Panaït Istrati (1884-1935)
Romancier roumain de langue française, Panaït Istrati a découvert les œuvres de Romain Rolland après la première Guerre mondiale. Il lui adresse alors son premier roman et se lie d’amitié avec lui. Dans les années vingt, il se passionne pour la révolution russe et devient compagnon de route du parti communiste. Accueilli et fêté en URSS lors du 10e anniversaire de la révolution, il y séjourne à plusieurs reprises. Son engouement affiché pour la révolution lui vaut de pouvoir voyager sans escorte. Parmi les tout premiers, il devine alors, dès 1927-1929, la réalité de la dictature stalinienne. Son destin et sa réputation basculent lorsqu’il fait paraître Vers l’autre flamme, confession pour vaincus, dans lequel, sept ans avant le Retour d’URSS d’André Gide, il dénonce avec une grande virulence l’arbitraire du régime soviétique. L’ouvrage, en trois volumes, est en réalité co-écrit avec Boris Souvarine et Victor Serge. Victime d’un violente campagne de dénigrement de la part des communistes, il se retire en Roumanie, où il meurt de tuberculose en 1935, à l’âge de 51 ans. Panaït Istrati continue à être un auteur très lu – ses œuvres littéraires complètes ont été republiées récemment par Phébus en trois volumes.

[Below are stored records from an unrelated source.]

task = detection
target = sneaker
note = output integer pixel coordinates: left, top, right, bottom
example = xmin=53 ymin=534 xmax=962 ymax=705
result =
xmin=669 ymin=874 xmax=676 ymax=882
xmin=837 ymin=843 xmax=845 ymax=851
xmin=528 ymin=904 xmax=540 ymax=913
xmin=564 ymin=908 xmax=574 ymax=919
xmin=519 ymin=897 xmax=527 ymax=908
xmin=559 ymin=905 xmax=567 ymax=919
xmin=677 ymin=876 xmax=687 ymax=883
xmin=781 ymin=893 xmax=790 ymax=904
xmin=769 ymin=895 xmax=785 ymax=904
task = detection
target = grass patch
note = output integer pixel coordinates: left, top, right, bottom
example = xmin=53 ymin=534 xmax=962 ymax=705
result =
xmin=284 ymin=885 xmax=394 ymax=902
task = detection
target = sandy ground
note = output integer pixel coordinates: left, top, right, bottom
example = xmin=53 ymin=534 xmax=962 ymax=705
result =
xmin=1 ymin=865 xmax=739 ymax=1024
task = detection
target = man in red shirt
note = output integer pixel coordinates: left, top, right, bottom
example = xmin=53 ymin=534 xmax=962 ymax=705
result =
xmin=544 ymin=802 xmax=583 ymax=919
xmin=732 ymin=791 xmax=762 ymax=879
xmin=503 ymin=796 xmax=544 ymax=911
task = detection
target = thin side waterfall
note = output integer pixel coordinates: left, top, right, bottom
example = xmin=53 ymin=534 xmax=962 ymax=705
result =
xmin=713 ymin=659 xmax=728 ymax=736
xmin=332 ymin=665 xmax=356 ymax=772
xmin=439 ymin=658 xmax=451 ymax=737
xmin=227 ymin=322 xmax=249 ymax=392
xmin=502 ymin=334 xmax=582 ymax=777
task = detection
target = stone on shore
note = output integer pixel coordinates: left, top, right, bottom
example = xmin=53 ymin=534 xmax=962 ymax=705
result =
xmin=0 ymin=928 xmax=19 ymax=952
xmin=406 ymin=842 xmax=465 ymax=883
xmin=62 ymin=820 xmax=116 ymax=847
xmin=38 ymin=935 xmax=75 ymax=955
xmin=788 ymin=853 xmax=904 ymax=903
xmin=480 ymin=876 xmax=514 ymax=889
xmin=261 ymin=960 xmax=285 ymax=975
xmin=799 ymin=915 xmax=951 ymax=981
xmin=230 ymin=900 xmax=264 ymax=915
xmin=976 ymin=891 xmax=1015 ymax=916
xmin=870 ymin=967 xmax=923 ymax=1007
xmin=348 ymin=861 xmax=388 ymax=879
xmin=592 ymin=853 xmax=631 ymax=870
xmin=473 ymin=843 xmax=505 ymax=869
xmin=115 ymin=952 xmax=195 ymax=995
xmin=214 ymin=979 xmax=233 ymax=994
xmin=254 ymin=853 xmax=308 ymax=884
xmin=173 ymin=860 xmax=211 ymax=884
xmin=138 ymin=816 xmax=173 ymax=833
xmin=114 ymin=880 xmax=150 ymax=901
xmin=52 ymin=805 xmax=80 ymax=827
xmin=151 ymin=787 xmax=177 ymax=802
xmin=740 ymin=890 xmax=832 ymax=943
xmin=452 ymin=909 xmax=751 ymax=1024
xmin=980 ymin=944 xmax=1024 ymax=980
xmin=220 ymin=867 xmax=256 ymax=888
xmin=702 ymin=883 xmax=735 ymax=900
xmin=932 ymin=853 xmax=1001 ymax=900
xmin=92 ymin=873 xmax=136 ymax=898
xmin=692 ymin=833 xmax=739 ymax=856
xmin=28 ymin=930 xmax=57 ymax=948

Il a également l’immense mérite d’avoir été – avec Victor Serge, dont, il était proche – l’un des tout premiers critiques « de gauche » de la contre-révolution stalinienne en URSS avec son ouvrage Vers l’autre flamme (1929), qui lui a valu une campagne de calomnies de la part des staliniens. Dans ce livre, plusieurs fois réédité, il relate notamment les seize mois passés en URSS entre 1927-1929 avec l’écrivain grec Nikos Kazantzaki et leurs compagnes respectives, Bilili et Eleni Samios. La rencontre avec Victor Serge fut alors décisive pour ouvrir les yeux des voyageurs sur la réalité de l’URSS (nous reproduisons en annexe les lettres adressées en 1929 et 1931 par Victor Serge à Panaït Istrati). Cependant, Nikos Kazantzaki ne partage immédiatement la réaction virulente de Panaït Istrati, et les deux amis se quittent sur un désaccord. Ils reprirent contact par lettre quelques années plus tard, jusqu’à la mort d’Istrati (leur correspondance est donnée en annexe du présent ouvrage).